Il n'avait pas d'enfant et n'avait jamais enseigné. Peut-être avait-il ressenti le besoin de laisser une trace, de transmettre quelque chose. Le genre de besoin qu'on éprouve quand on sent la mort approcher. Il n'y avait jamais pensé auparavant mais aujourd'hui c'était différent : aujourd'hui marquait la fin de sa vie, ou du moins, celle qu'il l'avait connue jusqu'alors. Il se réveillerait demain dans un monde différent, avec des règles différentes, et dans lequel il serait aussi désemparé qu'un nouveau-né. Il devrait tout réapprendre. Et vite, s'il tenait à survivre.


    Il se leva, s'étira encore et bu d'un trait la fin de son verre de Lagavulin. Il monta dans sa chambre avec son ordinateur portable et le posa sur le lit. La volumineuse imprimante laser Hewlett-Packard qu'il avait acquise l'année précédente en promotion (et tout de suite regretté d'avoir acheté) était dissimulée sous une pile de cartons, entre le mur et l'armoire. Il l'installa sur le lit, ouvrit la ramette de papier achetée en même temps que l'imprimante et y préleva une pile de feuilles qu'il inséra dans la fente arrière. Il connecta l'ordinateur, avisa le nombre de pages nécessaires et calcula qu'il devrait pouvoir produire une vingtaine d'exemplaires, soit bien assez pour combler ses besoins. Il cliqua sur un bouton.

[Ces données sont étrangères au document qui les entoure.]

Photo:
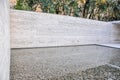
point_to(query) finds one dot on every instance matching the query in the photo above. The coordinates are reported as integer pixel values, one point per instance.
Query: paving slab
(55, 62)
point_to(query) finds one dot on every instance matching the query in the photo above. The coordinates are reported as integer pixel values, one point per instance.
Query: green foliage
(105, 10)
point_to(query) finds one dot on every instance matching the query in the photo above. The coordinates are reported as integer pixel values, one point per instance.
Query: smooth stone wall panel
(4, 40)
(31, 29)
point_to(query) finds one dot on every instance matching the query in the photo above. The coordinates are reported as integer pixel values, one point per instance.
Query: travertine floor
(65, 62)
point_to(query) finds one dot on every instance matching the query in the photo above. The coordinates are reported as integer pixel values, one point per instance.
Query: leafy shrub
(105, 10)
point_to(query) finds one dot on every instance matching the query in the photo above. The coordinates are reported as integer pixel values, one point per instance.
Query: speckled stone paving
(104, 72)
(65, 63)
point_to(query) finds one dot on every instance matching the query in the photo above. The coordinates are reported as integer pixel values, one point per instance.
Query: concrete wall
(4, 40)
(30, 29)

La machine cracha quelques sons métalliques. Elle tressautait au rythme erratique des mouvements de la tête d'impression. Bertrand récupérait les feuillets à mesure qu'ils s'entassaient en sortie et les plaçait en piles ordonnées sur le lit. Quand le robot avalait la dernière feuille il insérait un autre paquet. Il continua ainsi jusqu'à ce que toute la ramette fut consommée. Il observa les vingt-sept piles de 18 pages recto éparpillées sur le lit et se rendit compte qu'il avait omis un détail important : il n'avait pas d'agrafeuse. Il se pinça la bouche quand soudain la solution lui sauta aux yeux. L'armoire entrouverte laissait entrevoir un groupe de classeurs qui furent à une autre époque ses archives fiscales. Il saisit le premier classeur qui se présentait (une note fluorescente sur la tranche indiquait "Impôts 2010-2015") et en sortit les pochettes plastique. Il jeta le classeur dans un coin et retourna les pochettes d'un geste sec. Les documents, si précieux hier encore, se répandirent sur la moquette. Il les piétina joyeusement puis compta les pochettes. Il en manquait quatre. Il prit un autre classeur et le vida sur le sol. Il revint ensuite près du lit, s'agenouilla et rangea soigneusement les vingt-sept exemplaires.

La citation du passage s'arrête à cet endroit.